A: I think that was the underlying message. Francis, like all Third World people, is very much against colonialism and, in saying the ban on contraception was spiritual colonialism, he was saying that when it’s no longer looked at that way, as colonialism, then it won’t matter, then the teaching will be downplayed and ignored.
The underlying message presented by Wills, is that in historical terms, there have been numerous changes in church teaching over the centuries – examples he quotes being opposition to usury, and to democracy. But neither of these changes came about as decrees from above. Instead, they simply became accepted by ordinary people in their daily lives, and the hierarchy stopped opposing them. On the ground, there is already widespread Catholic acceptance of contraception, cohabitation before marriage, female participation in ministry, and inclusion for gay and lesbian Catholics, and for the divorced and remarried.

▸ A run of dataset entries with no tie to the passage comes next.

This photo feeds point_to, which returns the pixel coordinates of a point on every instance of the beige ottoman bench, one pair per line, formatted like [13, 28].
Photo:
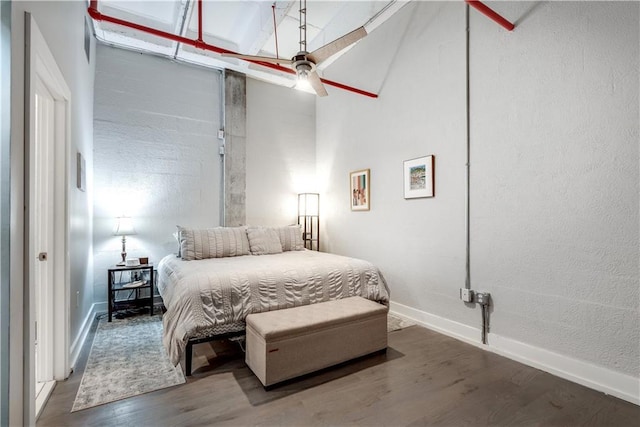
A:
[284, 344]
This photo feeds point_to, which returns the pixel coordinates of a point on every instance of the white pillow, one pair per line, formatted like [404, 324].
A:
[216, 242]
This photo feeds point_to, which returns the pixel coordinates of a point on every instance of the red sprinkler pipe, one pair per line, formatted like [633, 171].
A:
[97, 16]
[200, 21]
[486, 10]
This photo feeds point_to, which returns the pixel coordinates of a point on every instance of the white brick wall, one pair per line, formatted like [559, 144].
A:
[156, 153]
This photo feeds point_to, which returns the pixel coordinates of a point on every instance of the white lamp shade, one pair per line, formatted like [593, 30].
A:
[124, 227]
[308, 204]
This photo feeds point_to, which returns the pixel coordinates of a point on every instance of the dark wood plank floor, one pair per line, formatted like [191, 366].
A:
[424, 378]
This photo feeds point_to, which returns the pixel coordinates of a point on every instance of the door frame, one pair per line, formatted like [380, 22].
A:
[40, 63]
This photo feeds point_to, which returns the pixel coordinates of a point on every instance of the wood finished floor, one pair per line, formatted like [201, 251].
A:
[424, 378]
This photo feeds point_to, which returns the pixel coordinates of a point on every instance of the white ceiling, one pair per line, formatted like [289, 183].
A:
[241, 26]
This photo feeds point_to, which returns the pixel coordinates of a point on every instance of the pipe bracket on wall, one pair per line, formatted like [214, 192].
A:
[492, 14]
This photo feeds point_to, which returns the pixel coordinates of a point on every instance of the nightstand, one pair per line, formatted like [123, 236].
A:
[131, 279]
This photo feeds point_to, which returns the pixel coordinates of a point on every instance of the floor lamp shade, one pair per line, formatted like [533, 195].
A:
[309, 219]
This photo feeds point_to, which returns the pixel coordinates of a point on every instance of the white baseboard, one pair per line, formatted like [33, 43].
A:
[77, 344]
[617, 384]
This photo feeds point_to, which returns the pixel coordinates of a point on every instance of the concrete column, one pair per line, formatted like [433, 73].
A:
[235, 105]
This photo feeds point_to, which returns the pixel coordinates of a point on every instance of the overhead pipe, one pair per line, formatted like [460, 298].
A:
[200, 44]
[487, 11]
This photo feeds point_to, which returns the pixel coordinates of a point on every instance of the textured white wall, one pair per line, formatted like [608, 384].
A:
[281, 156]
[554, 184]
[156, 153]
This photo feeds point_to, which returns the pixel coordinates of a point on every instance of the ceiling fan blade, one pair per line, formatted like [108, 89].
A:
[324, 52]
[258, 58]
[316, 84]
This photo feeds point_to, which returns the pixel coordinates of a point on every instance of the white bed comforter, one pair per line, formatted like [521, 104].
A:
[215, 292]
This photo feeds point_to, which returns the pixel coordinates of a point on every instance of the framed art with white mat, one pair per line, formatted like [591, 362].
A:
[359, 190]
[419, 177]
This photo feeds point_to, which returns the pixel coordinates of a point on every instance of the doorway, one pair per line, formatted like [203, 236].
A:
[46, 232]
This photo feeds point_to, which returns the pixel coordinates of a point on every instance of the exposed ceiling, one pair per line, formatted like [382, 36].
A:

It will take time, and the pace of change will vary across the globe, but under Francis’ bottoms-up revolution, says Wills, we should expect the acceptance of realities on the ground to influence further the thinking at the top. In time, pastoral practice will determine doctrine – just as the historic church learned to accept the value of charging interest on loans, and to promote democracy, instead of fiercely opposing it.